Tran Thao T, Dam Phuongan, Su Zhengchang, Poole Farris L, Adams Michael W W, Zhou G Tong, Xu Ying
School of Electrical and Computer Engineering, Georgia Institute of Technology, Atlanta, GA 30332, USA.
Nucleic Acids Res. 2007;35(1):11-20. doi: 10.1093/nar/gkl974. Epub 2006 Dec 5.

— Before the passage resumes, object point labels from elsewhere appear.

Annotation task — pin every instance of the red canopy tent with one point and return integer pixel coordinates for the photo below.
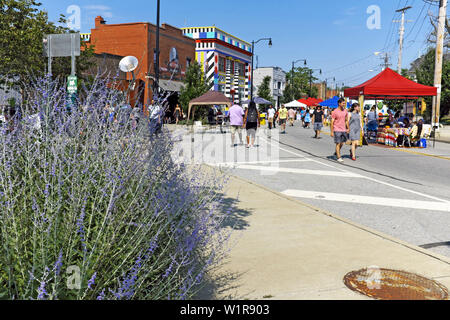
(310, 101)
(390, 85)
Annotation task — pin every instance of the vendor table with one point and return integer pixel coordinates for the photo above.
(388, 136)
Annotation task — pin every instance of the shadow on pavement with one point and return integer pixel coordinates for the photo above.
(220, 286)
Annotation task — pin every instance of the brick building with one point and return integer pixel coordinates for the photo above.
(139, 39)
(226, 60)
(277, 85)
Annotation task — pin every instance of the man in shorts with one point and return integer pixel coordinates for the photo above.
(270, 116)
(292, 115)
(318, 120)
(236, 121)
(283, 114)
(339, 127)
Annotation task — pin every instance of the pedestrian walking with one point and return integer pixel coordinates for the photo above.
(318, 120)
(302, 114)
(236, 122)
(339, 127)
(178, 114)
(372, 122)
(271, 116)
(283, 114)
(355, 128)
(307, 118)
(251, 123)
(292, 114)
(156, 118)
(276, 118)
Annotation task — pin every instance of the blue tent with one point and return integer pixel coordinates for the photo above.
(332, 103)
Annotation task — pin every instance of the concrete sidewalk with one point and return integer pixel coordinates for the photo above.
(285, 249)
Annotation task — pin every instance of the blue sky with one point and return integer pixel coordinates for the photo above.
(332, 35)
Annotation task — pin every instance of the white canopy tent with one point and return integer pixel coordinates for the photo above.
(295, 104)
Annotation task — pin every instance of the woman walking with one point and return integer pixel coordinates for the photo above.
(355, 128)
(178, 113)
(307, 118)
(251, 122)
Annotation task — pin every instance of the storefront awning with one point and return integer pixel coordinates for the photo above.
(170, 85)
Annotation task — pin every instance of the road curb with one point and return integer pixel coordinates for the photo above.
(356, 225)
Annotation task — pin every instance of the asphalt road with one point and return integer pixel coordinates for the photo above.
(402, 192)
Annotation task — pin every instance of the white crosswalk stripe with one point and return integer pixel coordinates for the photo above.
(301, 171)
(380, 201)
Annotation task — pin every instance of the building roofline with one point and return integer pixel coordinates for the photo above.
(229, 34)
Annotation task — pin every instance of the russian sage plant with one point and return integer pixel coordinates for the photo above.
(94, 207)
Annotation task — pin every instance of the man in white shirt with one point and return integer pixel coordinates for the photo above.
(236, 121)
(155, 118)
(270, 116)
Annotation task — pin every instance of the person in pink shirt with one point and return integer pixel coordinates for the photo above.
(291, 114)
(236, 121)
(339, 127)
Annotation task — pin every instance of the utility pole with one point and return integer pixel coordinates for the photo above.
(402, 33)
(438, 63)
(156, 82)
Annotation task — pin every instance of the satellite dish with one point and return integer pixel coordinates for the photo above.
(128, 64)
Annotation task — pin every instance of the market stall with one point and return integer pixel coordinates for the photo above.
(388, 85)
(208, 99)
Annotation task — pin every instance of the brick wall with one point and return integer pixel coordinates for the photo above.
(139, 40)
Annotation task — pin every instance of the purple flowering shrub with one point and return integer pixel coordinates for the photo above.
(97, 209)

Identification of operons in the hyperthermophilic archaeon Pyrococcus furiosus represents an important step to understanding the regulatory mechanisms that enable the organism to adapt and thrive in extreme environments. We have predicted operons in P.furiosus by combining the results from three existing algorithms using a neural network (NN). These algorithms use intergenic distances, phylogenetic profiles, functional categories and gene-order conservation in their operon prediction. Our method takes as inputs the confidence scores of the three programs, and outputs a prediction of whether adjacent genes on the same strand belong to the same operon. In addition, we have applied Gene Ontology (GO) and KEGG pathway information to improve the accuracy of our algorithm. The parameters of this NN predictor are trained on a subset of all experimentally verified operon gene pairs of Bacillus subtilis. It subsequently achieved 86.5% prediction accuracy when applied to a subset of gene pairs for Escherichia coli, which is substantially better than any of the three prediction programs. Using this new algorithm, we predicted 470 operons in the P.furiosus genome. Of these, 349 were validated using DNA microarray data.
鉴定嗜热古菌激烈火球菌中的操纵子是理解使该生物体能够在极端环境中适应和繁衍的调控机制的重要一步。我们通过使用神经网络(NN)结合三种现有算法的结果,预测了激烈火球菌中的操纵子。这些算法在操纵子预测中使用基因间距离、系统发育谱、功能类别和基因顺序保守性。我们的方法将这三个程序的置信度得分作为输入,并输出对同一条链上相邻基因是否属于同一操纵子的预测。此外,我们应用了基因本体论(GO)和KEGG通路信息来提高算法的准确性。这个NN预测器的参数是在枯草芽孢杆菌所有经实验验证的操纵子基因对的一个子集上进行训练的。随后,当应用于大肠杆菌基因对的一个子集时,它实现了86.5%的预测准确率,这比三个预测程序中的任何一个都要好得多。使用这种新算法,我们在激烈火球菌基因组中预测了470个操纵子。其中,349个通过DNA微阵列数据得到了验证。